The method of claim 9
When determining the learning status of the Q network,
The first action value and the second action value are the same,
The apparatus for securing the quality of the initial control operation, characterized in that the initial learning step is terminated when the number of identically determined times is equal to the threshold.

The method of claim 9
The algorithm performs control of the environmental system,
Apparatus for securing the quality of the initial control operation characterized in that it corresponds to an algorithm capable of providing a quality higher than the reference quality for the initial control operation of the environmental system during the initial learning step.
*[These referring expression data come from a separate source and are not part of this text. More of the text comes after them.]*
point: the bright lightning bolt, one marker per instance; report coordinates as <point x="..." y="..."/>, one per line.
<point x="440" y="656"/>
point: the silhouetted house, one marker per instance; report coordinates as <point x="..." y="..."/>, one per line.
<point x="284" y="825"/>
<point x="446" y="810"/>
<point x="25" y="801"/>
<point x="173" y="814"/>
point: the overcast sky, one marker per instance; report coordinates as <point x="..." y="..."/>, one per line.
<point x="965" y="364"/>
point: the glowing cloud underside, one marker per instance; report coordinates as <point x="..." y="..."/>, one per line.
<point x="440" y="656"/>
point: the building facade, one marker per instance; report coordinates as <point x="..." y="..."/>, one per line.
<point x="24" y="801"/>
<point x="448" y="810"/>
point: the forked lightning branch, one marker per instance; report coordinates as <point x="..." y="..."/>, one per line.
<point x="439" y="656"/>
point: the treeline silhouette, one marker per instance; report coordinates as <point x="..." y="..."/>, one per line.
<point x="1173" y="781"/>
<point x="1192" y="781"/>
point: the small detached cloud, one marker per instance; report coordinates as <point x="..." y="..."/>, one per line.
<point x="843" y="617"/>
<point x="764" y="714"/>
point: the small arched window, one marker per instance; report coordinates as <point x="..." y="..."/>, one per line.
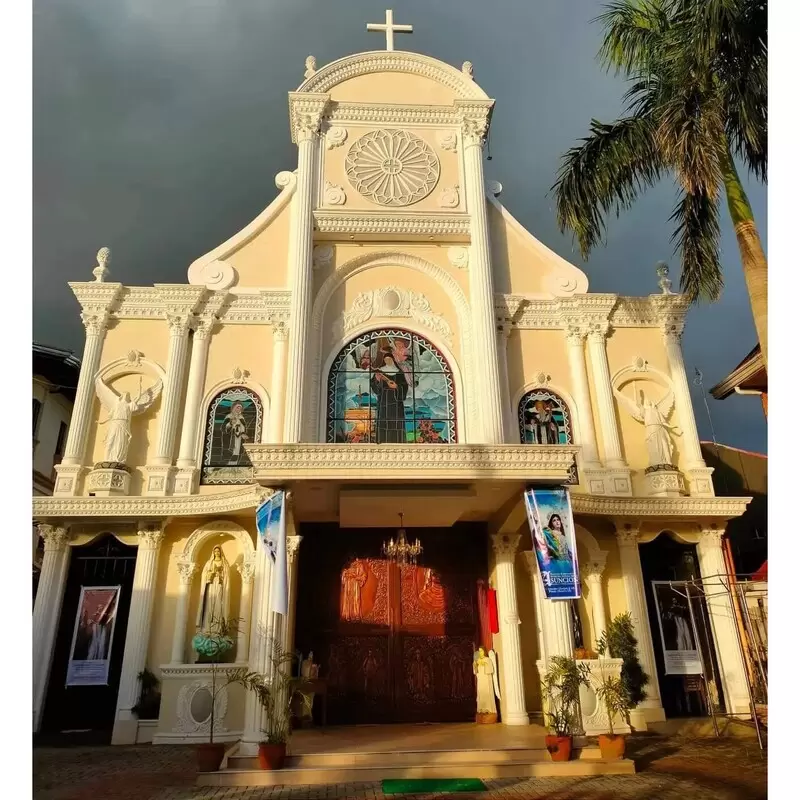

Reinforcement learning agent based on reinforcement learning agent in the system to secure the quality of the initial control operation of the environmental system
The environment system performing a control operation based on an action selected from the reinforcement learning agent device, and generating a reward value for the control operation result; And
The reinforcement learning agent device;
Including,
The reinforcement learning agent device
Receiving state information from the environmental system,
Calculate a first action using an algorithm based on the state information, calculate a second action based on the Q function,
Q Determines the learning status of the network, selects the first action or the second action,
Deliver the selected action to the environmental system,
Receive the compensation value, and update the Q network based on the compensation value,
In the initial learning stage, the first action is selected,
Whether or not to continue the initial learning step is determined based on the determined learning result of the Q network,
A system for securing the quality of the initial control operation, characterized in that the second action is selected when the initial learning step is finished.